Summary and conclusion

These results suggest that the deflection of the spanwise motions due to damping by the spanwise step change is essential to generate the active turbulent transport with the corresponding secondary flows over the ridge-type roughness. The strong deflection of the span motions by the span step change is consistent with the observation of the small eddies at the top of the peak (Figure 8). As the values ​​of L and W vary in the TBLs over ridge-type roughness, the spatial characteristics of the secondary flows in equilibrium conditions are compared.

The sizes of the secondary flows are mostly determined by the value of L-W (eg valley width), because the amount of spanwise movement for secondary flows becomes less limited with an increase in the valley width. On the other hand, the strength of the secondary flows is enhanced when the value of L increases and the value of W decreases, indicating that the strengths of the secondary flows are not proportional to the magnitudes of these flows. As the value of W increases, a tertiary flow emerges over the roughness crest due to the accumulation of the secondary flow, and the size and strength of the tertiary flow is increased with an increase of W.

Although the magnitudes and strengths of the secondary flows and the additional tertiary and quaternary flows are affected by the roughness configuration, the direction of rotation of the secondary flows and the spanwise locations for the LMPs and HMPs are consistent regardless of the values ​​of L and W; the LMP occurs over the crest and the HMP originates in the valley. To investigate the origin of the opposite sense of rotation of secondary flow between the ridge- and strip-type roughness elements, we analyze the Reynolds-averaged tke transport equation. It has been shown that the local imbalance of the RHS in the equation resulting from the spanwise heterogeneity of the surface state determines the advective velocities of tke on the cross-stream plane.

Therefore, the secondary flow generated over the ridge-type roughness is due to the second Prandtl-type secondary flow, which is initiated and sustained by the Reynolds stress anisotropy.

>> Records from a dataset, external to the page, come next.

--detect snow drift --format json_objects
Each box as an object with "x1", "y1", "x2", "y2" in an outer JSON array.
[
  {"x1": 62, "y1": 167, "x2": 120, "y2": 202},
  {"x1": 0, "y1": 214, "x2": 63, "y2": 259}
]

The distinctive rotational sense of the secondary flows with respect to the roughness type is mainly attributed to the significant contribution of the turbulent transport term to the energy budget for the ridge-type roughness, while this is not the case for the strip-type roughness. The large contribution of turbulent transport to ridge-type roughness is closely related to the production of active energy near the edge of the roughness.

2013 Wall-parallel stereo PIV measurements in the roughness substrate of turbulent flow overlying highly irregular roughness.